Comcast revealed in February that it would start placing an annoying popup notification in users’ browsers if they failed to comply with its copyright infringement warnings.

Now, apparently, AT&T may limit or “inhibit” Internet access under similar conditions.

Update: An AT&T representative explains that cutting off or slowing down Internet access is not one of the provisions of the company’s new “Copyright Alert System” — but that it might one of the outcomes if the alleged copyright violation leads to a DMCA violation, which requires all ISPs to terminate the access for “repeat offenders.”

The letter published by TorrentFreak is quite polite and non-threatening in tone, but masks some disturbing ambiguities. It states that the letter is being sent at the request of a copyright owner, which has identified a suspected copyright infringement at the recipient’s IP address.
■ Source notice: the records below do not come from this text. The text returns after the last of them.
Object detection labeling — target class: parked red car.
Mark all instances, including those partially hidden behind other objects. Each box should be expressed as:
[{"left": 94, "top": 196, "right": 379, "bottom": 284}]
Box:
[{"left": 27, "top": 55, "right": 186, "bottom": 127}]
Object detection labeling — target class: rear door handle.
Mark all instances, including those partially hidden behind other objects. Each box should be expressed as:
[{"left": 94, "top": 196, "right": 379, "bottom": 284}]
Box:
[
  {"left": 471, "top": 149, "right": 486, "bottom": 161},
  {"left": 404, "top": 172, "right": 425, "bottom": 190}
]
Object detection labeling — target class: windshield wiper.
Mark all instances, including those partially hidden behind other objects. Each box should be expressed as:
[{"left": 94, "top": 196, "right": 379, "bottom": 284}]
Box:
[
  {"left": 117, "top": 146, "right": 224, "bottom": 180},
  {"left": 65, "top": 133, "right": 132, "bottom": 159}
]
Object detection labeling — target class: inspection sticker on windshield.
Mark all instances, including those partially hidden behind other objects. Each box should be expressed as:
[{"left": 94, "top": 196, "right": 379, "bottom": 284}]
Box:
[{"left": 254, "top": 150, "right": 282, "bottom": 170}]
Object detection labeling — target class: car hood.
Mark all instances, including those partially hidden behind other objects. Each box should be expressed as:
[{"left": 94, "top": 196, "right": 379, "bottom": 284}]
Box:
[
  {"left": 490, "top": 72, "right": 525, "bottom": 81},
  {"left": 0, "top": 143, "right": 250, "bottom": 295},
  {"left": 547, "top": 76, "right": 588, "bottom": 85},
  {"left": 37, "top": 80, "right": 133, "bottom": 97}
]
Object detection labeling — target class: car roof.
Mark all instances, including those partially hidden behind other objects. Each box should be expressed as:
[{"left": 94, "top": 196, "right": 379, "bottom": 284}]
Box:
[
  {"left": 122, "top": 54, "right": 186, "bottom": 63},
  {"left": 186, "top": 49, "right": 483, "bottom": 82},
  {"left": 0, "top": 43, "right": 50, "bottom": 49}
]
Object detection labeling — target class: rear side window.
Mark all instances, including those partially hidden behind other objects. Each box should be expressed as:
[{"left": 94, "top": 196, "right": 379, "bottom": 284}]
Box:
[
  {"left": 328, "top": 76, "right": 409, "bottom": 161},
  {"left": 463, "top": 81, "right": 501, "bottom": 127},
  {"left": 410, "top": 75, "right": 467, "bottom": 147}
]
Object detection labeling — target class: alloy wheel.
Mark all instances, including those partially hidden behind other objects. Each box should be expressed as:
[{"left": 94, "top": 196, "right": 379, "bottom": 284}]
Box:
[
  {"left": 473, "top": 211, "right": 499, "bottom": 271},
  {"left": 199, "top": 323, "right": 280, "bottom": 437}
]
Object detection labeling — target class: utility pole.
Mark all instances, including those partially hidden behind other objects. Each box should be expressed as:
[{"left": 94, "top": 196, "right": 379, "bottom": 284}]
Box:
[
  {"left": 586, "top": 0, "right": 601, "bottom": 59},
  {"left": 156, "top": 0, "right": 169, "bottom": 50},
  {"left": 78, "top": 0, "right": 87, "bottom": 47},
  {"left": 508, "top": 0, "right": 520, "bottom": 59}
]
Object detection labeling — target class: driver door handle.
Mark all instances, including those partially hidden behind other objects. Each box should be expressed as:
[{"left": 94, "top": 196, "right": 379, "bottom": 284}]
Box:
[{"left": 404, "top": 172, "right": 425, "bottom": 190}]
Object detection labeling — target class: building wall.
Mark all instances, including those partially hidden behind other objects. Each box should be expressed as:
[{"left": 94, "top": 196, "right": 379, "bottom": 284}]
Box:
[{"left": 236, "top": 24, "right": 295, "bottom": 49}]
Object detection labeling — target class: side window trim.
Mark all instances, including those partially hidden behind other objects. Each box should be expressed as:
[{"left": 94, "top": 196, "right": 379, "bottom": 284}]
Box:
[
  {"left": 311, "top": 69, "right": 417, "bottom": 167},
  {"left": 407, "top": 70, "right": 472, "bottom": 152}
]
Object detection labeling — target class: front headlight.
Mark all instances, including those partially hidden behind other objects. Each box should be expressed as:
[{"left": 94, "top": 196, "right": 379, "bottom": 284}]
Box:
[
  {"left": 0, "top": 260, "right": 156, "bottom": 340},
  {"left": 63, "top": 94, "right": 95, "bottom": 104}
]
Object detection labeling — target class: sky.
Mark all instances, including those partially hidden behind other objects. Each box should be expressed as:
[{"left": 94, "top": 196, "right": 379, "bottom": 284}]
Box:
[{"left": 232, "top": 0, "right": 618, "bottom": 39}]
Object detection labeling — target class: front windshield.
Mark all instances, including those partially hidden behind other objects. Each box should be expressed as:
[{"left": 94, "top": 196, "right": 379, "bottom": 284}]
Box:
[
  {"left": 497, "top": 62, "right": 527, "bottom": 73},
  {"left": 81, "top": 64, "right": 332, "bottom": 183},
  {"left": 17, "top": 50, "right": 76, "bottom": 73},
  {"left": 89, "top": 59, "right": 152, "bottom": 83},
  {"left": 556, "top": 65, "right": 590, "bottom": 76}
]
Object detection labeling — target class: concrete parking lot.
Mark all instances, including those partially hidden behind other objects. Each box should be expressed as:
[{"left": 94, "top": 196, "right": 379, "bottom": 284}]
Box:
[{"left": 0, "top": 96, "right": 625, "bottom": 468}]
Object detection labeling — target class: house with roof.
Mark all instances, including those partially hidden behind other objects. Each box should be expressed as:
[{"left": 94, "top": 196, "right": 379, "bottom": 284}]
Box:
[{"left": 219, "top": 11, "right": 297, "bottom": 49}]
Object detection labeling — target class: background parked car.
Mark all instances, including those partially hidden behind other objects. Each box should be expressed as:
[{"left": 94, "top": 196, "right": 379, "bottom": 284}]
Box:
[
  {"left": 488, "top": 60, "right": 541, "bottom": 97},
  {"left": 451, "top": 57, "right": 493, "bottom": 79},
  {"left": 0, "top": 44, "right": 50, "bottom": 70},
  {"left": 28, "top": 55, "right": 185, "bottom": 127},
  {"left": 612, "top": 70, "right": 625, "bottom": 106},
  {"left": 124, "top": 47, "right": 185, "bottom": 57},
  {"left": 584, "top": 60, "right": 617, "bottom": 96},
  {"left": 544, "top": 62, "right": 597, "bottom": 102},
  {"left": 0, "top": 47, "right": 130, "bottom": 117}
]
It does not appear to say who the owner is or what the infringing content might be. Correction: I didn’t read closely enough; it does appear to list this info, but it’s redacted in TorrentFreak’s post.

AT&T’s letter says that the recipient’s name and identifying information has not been released to anyone, “except as required by a lawful request for records,” a useful hedge that means that your name quite possibly has been released to someone.

AT&T assures the person reading this that they have not taken any action to date, and that “we’ll let you know when mitigation measures are pending, should any be necessary.” At that point, it helpfully states that you may request an “Independent Review” and reminds you to hang on to any documentation that might help you prove that your use of the content in question was non-infringing.